As you craft your essay, I highly suggest focusing on a single aspect of womanhood or female power in these narratives. Comparing and contrasting the three significant literary works in the span of four or five paragraphs is a difficult task! Narrowing your topic to a manageable scope will be essential for your success. I think the best way to do this is either to compare a specific character from each narrative or to contrast a specific aspect of womanhood that many of the female characters possess in these works.

If you choose the character route, there is a plethora of options to choose from because all three stories are so expansive. For example, you could contrast the Buffalo Woman of Sundiata with the character of Sin in Paradise Lost, as both are physically monstrous, and both wield significant supernatural power. Alternatively, you could juxtapose Eve’s betrayal of God and her husband, Adam, in Milton’s poem with Nana Triban, who betrays her husband, Suomaoro. There are several other options you could select in this vein.

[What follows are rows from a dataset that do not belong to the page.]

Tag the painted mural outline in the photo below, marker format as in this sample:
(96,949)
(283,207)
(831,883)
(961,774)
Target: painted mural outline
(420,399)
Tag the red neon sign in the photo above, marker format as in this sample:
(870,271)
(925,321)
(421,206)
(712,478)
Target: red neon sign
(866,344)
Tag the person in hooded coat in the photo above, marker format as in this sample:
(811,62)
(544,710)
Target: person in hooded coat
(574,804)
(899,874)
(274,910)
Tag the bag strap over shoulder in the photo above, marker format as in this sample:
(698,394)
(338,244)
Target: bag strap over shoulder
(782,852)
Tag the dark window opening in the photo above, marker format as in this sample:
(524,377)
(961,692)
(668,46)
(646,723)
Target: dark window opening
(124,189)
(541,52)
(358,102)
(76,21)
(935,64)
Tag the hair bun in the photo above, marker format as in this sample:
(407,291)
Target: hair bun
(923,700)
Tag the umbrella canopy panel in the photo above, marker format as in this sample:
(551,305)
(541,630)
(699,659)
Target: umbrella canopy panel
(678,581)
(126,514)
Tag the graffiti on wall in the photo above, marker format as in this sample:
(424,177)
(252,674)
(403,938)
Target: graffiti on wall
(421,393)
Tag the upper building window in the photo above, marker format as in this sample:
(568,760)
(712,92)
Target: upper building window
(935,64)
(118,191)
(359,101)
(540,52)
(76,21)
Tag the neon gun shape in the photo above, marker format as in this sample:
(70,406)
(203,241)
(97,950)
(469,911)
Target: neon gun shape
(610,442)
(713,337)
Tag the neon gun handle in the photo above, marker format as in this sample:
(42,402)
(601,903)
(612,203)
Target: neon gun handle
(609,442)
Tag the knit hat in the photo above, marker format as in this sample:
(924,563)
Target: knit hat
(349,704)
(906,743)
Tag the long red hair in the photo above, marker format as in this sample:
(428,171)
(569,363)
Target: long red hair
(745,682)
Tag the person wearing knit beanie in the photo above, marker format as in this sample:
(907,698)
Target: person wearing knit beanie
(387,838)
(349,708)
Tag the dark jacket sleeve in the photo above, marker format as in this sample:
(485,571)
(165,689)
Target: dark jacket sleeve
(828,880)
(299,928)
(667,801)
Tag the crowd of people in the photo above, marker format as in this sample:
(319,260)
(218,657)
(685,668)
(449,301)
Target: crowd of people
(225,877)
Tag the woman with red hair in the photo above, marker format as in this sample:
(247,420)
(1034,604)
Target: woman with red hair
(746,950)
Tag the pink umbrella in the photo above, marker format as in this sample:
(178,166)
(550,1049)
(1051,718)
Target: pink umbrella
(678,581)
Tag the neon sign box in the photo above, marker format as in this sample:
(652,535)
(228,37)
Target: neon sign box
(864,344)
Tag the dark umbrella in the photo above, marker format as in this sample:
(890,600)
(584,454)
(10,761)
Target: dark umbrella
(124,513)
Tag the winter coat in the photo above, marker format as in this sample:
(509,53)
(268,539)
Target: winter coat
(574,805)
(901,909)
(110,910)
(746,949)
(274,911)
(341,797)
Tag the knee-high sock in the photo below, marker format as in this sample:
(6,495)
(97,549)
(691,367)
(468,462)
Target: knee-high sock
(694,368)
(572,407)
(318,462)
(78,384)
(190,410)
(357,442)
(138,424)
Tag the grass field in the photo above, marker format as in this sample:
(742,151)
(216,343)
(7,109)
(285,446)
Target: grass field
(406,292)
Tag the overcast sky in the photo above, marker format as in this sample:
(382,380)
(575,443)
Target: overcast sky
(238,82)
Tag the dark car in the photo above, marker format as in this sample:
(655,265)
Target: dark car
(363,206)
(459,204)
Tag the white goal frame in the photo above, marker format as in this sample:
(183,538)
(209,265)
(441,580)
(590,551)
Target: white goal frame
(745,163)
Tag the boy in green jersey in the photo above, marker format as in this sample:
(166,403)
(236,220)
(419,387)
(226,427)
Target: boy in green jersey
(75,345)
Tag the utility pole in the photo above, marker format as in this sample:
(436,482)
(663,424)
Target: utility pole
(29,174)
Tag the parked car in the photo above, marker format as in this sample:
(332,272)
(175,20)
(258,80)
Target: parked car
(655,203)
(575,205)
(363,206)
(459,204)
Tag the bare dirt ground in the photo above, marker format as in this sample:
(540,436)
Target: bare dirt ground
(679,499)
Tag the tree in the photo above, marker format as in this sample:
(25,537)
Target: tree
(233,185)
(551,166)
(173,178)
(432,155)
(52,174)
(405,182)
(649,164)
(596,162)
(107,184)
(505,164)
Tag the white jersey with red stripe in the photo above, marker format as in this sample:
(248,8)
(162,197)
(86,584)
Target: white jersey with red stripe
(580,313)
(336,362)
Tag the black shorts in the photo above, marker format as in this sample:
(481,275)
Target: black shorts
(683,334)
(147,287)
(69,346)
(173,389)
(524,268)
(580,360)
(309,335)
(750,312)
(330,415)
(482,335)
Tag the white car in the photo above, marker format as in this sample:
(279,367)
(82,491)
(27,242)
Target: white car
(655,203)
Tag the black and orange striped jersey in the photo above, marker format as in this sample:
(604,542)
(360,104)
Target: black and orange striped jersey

A second option for narrowing your paper is to focus on a specific feminine commonality in the three narratives. One possibility to explore could be that the primary female characters in both Sundiata and Paradise Lost display significant degrees of mystical potential. Milton’s Urania is a muse that inspires the poetry of the angels, while Sassouma’s machinations arguably motivate Sundiata’s rise to power. I hope this provides some food for thought as you proceed with your paper. Good luck!